The clear effect of imposing a [continuing] duty [under these circumstances] would be to inhibit manufacturers from developing improved designs that in any way affect the safety of their products, since the manufacturer would then be subject to the onerous, and oftentimes impossible, duty of notifying each owner of the previously sold product that the new design is available for installation, despite the fact that the already sold products are, to the manufacturer’s knowledge, safe and functioning properly.
Moreover, in a case such as this, where at the time of the accident and for nine years prior thereto, the product in question was under the control of the [purchaser] and its service company, ... it is clearly more appropriate to impose a duty to insure that the product is functioning properly or to update the design of the product in the light of new technology on those parties, rather than on the manufacturer who relinquished control years ago.
¶ 14 We conclude that the trial court properly granted summary judgment for appellee, correctly finding it had no legal duty to notify past customers that a new door opening device had become available. In view of this сonclusion, we need not address Wilson’s argument that the elevator was unreasonably dangerous in the absence of such notification under the consumer expectation doctrine of Readenour, or the remaining issues he raises.
¶ 15 The judgment of the trial court is affirmed.
Notes
. Wilson’s claims against Hotchkiss are not at issue here.

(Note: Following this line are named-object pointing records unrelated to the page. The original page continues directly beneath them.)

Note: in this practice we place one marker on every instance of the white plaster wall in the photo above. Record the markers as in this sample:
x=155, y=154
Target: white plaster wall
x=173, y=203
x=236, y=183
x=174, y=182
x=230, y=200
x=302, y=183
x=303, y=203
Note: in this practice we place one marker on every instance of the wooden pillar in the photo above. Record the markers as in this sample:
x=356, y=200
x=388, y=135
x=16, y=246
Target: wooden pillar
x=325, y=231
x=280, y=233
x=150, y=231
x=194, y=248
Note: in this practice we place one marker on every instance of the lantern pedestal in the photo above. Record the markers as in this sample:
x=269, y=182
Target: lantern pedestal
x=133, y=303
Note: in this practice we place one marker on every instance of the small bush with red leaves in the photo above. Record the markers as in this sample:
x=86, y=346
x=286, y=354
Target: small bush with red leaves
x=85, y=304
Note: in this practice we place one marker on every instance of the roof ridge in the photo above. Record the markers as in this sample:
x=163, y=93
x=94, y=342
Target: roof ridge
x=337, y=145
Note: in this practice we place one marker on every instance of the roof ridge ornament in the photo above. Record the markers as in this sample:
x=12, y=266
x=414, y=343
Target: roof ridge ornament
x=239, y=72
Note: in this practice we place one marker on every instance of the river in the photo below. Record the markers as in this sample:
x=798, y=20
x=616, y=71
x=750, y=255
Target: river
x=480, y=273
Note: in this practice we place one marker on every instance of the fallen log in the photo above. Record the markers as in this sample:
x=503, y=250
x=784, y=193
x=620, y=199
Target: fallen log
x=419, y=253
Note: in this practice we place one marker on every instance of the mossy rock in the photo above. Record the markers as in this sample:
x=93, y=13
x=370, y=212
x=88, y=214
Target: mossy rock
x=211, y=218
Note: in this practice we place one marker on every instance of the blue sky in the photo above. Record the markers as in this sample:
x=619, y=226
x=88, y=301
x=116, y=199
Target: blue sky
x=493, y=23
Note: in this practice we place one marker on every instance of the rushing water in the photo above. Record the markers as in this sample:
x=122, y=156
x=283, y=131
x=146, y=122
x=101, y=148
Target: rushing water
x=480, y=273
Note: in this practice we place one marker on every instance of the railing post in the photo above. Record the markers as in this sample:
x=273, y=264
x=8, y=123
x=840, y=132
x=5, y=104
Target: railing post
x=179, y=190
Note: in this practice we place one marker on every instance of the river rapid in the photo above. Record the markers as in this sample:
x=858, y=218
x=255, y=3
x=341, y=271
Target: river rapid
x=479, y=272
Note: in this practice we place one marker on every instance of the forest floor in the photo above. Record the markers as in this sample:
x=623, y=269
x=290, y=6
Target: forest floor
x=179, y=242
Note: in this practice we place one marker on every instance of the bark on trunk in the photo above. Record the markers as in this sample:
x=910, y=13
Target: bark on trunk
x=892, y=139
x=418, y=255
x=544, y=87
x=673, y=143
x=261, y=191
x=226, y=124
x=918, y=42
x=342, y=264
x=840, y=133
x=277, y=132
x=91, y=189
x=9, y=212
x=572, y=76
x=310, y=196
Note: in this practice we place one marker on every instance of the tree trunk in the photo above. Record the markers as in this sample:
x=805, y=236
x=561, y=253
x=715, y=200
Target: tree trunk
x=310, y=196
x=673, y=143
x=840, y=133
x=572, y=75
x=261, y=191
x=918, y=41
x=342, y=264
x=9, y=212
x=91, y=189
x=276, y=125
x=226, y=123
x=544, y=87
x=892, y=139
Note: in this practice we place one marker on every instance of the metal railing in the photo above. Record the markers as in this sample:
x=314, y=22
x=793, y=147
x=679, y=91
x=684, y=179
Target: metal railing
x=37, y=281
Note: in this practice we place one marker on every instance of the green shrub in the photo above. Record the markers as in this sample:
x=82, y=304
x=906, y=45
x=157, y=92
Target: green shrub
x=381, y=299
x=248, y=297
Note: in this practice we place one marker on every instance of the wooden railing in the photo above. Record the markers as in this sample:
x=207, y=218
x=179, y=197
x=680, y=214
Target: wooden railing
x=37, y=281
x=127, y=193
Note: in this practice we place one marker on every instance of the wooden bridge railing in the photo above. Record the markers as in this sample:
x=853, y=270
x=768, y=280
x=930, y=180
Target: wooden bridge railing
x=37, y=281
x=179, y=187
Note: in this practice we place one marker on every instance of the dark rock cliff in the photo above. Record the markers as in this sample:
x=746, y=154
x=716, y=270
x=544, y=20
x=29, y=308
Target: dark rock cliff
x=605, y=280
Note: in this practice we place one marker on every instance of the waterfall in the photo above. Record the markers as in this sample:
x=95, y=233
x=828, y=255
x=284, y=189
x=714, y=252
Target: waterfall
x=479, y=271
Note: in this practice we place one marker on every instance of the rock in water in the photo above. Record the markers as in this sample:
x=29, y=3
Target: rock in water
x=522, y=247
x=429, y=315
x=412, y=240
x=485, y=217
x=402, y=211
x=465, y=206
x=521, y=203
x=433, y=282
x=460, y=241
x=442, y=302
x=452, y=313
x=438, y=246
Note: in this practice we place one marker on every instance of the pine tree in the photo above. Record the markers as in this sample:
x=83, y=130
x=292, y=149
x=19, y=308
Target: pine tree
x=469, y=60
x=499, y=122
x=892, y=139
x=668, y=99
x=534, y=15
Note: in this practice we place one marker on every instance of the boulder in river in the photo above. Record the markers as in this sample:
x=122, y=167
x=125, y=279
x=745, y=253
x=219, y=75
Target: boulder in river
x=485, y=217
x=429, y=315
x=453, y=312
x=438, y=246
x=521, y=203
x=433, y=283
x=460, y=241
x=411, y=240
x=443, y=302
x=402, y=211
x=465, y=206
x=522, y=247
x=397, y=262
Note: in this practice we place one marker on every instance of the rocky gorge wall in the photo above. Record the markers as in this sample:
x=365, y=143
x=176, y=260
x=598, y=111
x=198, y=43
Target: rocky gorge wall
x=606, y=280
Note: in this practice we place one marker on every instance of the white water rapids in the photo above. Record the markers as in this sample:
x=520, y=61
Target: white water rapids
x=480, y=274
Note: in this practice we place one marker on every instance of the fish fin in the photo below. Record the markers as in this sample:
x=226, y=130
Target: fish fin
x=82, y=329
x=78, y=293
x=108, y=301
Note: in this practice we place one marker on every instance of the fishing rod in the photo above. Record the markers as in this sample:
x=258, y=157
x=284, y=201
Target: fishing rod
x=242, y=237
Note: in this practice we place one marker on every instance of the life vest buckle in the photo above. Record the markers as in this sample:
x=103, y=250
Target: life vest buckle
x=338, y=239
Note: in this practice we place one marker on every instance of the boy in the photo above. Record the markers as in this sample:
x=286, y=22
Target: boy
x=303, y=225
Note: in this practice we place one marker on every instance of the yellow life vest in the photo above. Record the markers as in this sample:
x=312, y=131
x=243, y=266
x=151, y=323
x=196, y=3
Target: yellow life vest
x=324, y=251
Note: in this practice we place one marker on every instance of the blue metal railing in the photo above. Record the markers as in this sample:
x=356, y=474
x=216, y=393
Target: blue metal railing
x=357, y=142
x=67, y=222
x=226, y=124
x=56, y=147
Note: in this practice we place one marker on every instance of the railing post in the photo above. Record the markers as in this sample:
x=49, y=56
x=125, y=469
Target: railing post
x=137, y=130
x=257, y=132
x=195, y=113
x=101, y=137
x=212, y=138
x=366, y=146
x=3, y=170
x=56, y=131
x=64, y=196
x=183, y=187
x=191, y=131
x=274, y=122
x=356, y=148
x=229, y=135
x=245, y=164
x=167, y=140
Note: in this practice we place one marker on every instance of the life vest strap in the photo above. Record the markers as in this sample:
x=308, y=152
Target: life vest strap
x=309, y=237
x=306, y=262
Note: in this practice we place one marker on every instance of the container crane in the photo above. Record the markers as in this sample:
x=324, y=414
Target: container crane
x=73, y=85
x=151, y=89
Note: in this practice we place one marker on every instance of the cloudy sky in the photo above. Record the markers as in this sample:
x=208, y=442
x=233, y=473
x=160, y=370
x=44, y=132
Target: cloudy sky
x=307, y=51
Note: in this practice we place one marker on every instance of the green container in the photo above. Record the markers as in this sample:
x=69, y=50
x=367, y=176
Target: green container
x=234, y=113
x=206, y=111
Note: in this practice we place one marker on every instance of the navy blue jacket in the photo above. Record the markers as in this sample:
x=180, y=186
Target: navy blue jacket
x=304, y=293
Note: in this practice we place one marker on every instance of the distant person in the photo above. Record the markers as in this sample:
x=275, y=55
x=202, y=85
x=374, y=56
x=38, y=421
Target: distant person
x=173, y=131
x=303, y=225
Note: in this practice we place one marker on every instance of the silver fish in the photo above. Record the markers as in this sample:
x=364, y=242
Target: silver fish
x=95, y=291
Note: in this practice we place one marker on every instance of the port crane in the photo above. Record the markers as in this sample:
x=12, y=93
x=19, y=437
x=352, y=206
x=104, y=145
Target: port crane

. We note Wilson’s specific citations are to the court of appeals’ opinion in Readenour. The supreme court subsequently modified the court of appeals decision and remanded with no mention of Rodriguez, contrary to Wilson’s assertions in his briefs, or the precise theory at issue here.
. This affidavit testimony was stricken by the trial court as conflicting with the expert’s earlier *255 deposition and appears not to have been considered. Even assuming it could be said Wilson timely raised this issue for the first time in his reply brief, we need not address it because the testimony would not affect our analysis, the opinion on dangerousness being predicated solely on the existence of the new safety device.